Delillerin değerlendirilmesi ve gerekçe;
Dava; davacı taraf, ticari ilişki kapsamında fatura alacağı olduğu iddiasıyla başlattığı … 20. İcra Dairesinin … E. Sayılı icra takibine karşı davalı tarafın borçlu olmadığını iddia ederek yapmış olduğu itirazın iptaline ilişkindir.
Dosya kapsamından, taraflar arasında “TAŞERON LABORATUVAR SÖZLEŞMESİ” akdedildiği, davacı tarafın sözleşme kapsamında analiz hizmeti verdiği ve bunun karşılığında ödeme aldığı anlaşılmıştır.

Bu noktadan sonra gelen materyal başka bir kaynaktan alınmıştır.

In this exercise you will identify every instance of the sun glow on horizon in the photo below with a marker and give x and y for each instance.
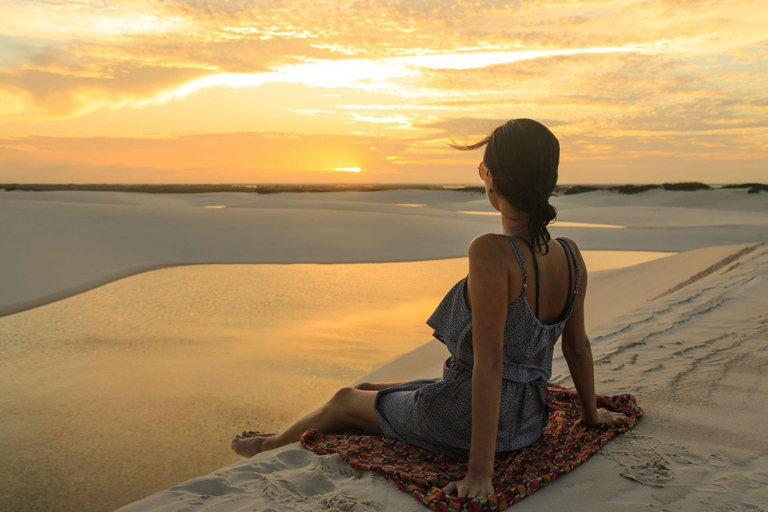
(160, 92)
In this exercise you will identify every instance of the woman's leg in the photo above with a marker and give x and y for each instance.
(349, 408)
(376, 386)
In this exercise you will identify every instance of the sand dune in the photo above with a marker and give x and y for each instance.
(694, 357)
(98, 237)
(684, 333)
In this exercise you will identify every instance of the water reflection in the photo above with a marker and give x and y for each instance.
(140, 384)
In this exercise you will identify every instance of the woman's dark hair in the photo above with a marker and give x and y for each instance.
(522, 155)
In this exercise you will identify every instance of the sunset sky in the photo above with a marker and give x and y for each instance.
(370, 92)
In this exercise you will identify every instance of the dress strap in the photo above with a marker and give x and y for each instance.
(568, 295)
(536, 271)
(578, 273)
(519, 260)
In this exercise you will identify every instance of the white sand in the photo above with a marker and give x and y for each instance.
(685, 334)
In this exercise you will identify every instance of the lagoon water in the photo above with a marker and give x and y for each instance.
(141, 383)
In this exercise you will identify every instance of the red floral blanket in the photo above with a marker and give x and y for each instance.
(565, 444)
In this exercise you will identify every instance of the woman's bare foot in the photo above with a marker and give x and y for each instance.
(249, 446)
(256, 433)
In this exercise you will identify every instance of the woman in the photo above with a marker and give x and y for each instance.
(492, 396)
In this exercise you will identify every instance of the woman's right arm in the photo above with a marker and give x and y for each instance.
(577, 348)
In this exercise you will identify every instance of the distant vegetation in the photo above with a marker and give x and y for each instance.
(578, 189)
(754, 188)
(632, 189)
(686, 185)
(311, 187)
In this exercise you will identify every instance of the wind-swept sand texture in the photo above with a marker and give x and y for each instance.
(695, 358)
(685, 334)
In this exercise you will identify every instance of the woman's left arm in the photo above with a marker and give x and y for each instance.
(489, 297)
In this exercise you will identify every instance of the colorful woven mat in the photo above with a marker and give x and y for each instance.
(565, 443)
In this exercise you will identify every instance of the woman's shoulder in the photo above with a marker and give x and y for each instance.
(486, 245)
(576, 253)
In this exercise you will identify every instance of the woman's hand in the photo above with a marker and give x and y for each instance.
(474, 485)
(605, 417)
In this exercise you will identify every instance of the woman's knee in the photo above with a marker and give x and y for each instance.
(341, 398)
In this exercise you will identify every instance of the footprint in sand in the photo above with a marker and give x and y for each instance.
(653, 472)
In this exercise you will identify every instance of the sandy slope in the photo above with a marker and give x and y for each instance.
(685, 334)
(64, 243)
(695, 357)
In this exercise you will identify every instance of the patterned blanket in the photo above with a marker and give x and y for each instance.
(565, 444)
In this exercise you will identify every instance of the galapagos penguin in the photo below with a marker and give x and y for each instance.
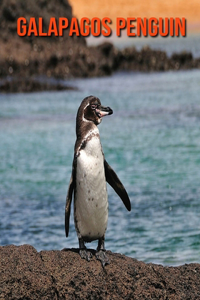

Davalı taraf, 08.01.2020 tarihinde sunmuş olduğu dilekçesiyle dava dilekçesinin usulüne uygun tebliğ edilmediğini, taraflar arasındaki sözleşmenin 8. Maddesinde yetki şartı bulunduğunu, yetkili mahkemenin … Mahkemeleri olduğunu beyan ederek yetki itirazında bulunmuş ise de davalıya tapılan tebligatın usulüne uygun olduğu, davalının süresinde cevap dilekçesini sunmadığı anlaşıldığından süresinde yapılmayan yetki ilk itirazının reddine karar verilmiştir.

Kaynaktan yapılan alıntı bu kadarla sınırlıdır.